Pas parce qu'ils ont dégraissé le mammouth, loin de là. Il a été gonflé aux stéroïdes d'une production enfin à la hauteur des aspirations poisseuses et puissantes du groupe. Boursouflé à outrance, le pauvre ne peut que ratiboiser en trainant ses couilles sur le gazon. Plus bas que ça, y a la Chine ! Les titres « How It Is. How It's Going To Be. » et « Bishop » sont terrifiants de lourdeur, Gaza choisissant de réduire les plans mathcore et grind, utilisés désormais avec parcimonie (apparitions fugaces sur « Windowless House », « Tombless » ou « The Meat Of A Leg Joint »), pour offrir de la hargne rampante concentrée. Il s'étale moins sur la durée, plus dans les riffs, l'album pouvant être vu comme un monolithe avec quelques incursions ambiant ou clins d'œil entre les morceaux s'occupant de donner du liant à l'ensemble (« The Historian » et sa partie renvoyant à « How It Is. How It's Going To Be. » ou la pause « The Anthropologist »). Le chant de Jon Parkin en est la preuve : les couinements hystériques et autres beuglantes lâchées jusqu'à l'essoufflement ont laissé place à un grognement monocorde renforçant la gravité des compositions. Moins fou-fou, plus réfléchis, le déglingué étant remplacé par la frontale batte cloutée, les américains sortent les poings avec l'ambition de marquer au fer-rouge l'auditeur et la scène (pari réussi, cet album ayant été globalement bien accueilli).

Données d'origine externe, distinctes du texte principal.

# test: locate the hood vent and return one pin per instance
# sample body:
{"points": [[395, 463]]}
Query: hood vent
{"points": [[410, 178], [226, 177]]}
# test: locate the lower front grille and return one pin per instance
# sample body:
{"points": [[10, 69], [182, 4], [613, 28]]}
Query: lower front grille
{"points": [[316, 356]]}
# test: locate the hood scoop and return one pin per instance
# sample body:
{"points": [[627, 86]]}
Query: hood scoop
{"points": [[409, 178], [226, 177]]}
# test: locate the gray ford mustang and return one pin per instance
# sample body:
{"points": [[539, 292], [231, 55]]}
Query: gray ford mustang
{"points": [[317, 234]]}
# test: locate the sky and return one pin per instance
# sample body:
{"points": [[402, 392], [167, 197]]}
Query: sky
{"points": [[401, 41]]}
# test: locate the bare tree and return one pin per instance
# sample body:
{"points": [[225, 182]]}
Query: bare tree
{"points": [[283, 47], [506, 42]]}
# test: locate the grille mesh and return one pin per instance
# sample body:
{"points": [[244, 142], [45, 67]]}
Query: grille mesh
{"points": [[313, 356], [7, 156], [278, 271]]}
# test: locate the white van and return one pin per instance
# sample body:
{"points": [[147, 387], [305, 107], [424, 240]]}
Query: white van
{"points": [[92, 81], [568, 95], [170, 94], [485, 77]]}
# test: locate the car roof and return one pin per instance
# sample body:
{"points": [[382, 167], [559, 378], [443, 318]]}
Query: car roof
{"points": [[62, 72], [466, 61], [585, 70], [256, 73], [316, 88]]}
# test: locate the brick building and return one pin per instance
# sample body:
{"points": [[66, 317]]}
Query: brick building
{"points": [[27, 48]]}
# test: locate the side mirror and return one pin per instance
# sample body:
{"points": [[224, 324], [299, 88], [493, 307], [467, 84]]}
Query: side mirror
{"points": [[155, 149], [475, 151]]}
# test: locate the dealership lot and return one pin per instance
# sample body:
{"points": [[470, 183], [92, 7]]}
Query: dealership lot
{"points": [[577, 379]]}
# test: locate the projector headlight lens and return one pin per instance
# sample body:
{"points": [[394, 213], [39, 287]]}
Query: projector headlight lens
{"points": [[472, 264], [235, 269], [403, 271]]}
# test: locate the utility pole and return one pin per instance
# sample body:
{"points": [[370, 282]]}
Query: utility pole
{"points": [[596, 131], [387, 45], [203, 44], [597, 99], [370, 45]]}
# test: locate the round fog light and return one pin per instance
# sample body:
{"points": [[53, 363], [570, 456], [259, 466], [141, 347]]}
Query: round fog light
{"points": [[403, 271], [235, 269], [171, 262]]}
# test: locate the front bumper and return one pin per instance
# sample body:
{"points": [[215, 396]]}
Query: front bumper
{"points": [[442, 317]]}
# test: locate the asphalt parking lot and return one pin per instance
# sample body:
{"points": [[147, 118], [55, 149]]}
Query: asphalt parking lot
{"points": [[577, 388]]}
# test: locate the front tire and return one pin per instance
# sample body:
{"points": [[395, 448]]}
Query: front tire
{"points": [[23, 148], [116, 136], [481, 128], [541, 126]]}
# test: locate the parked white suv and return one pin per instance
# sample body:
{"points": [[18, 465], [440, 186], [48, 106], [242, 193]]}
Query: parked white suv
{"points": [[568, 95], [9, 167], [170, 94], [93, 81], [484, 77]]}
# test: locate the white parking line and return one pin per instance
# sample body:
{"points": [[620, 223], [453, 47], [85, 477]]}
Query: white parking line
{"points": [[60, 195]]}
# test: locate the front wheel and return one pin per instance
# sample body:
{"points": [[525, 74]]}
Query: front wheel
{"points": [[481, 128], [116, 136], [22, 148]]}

Parcimonie, moins fou-fou, réfléchis… Tu vois le problème. Gaza baignant dans le cholestérol, l'idée a de la gueule, seulement du coup ça brûle moins de calories. Les Ricains en veulent toujours mais la passion qui les animait semble un peu fatiguée, contrôlée, au risque de se répéter, voire carrément d'ennuyer (le dernier morceau, se voulant la lueur blafarde au bout du tunnel et virant vite au sous-Isis). C'est bien ce qu'il manque ici : là où le combo se donnait auparavant en entier, la colère faisant accepter sans problèmes quelques possibles baisses de régime, ces dernières apparaissent trop à la lumière de ces guitares linéaires, timides comparées à un « Sire » par exemple. Le batteur déstructure encore le propos mais l'impression générale est que le savoir-faire est plus sûr de lui et la folie s'est faite la malle. On avait misé gros sur eux,
He Is Never Coming Back donne la gueule de bois avec son côté gras bien que finalement trop léger, accessible d'emblée, vite consommé, pas inoubliable et un sentiment tenace d'inachevé parcoure sa traversée (le revers de la médaille : à trop appuyer, ils finissent par rabâcher). Gaza est juste un bon groupe parmi d'autres.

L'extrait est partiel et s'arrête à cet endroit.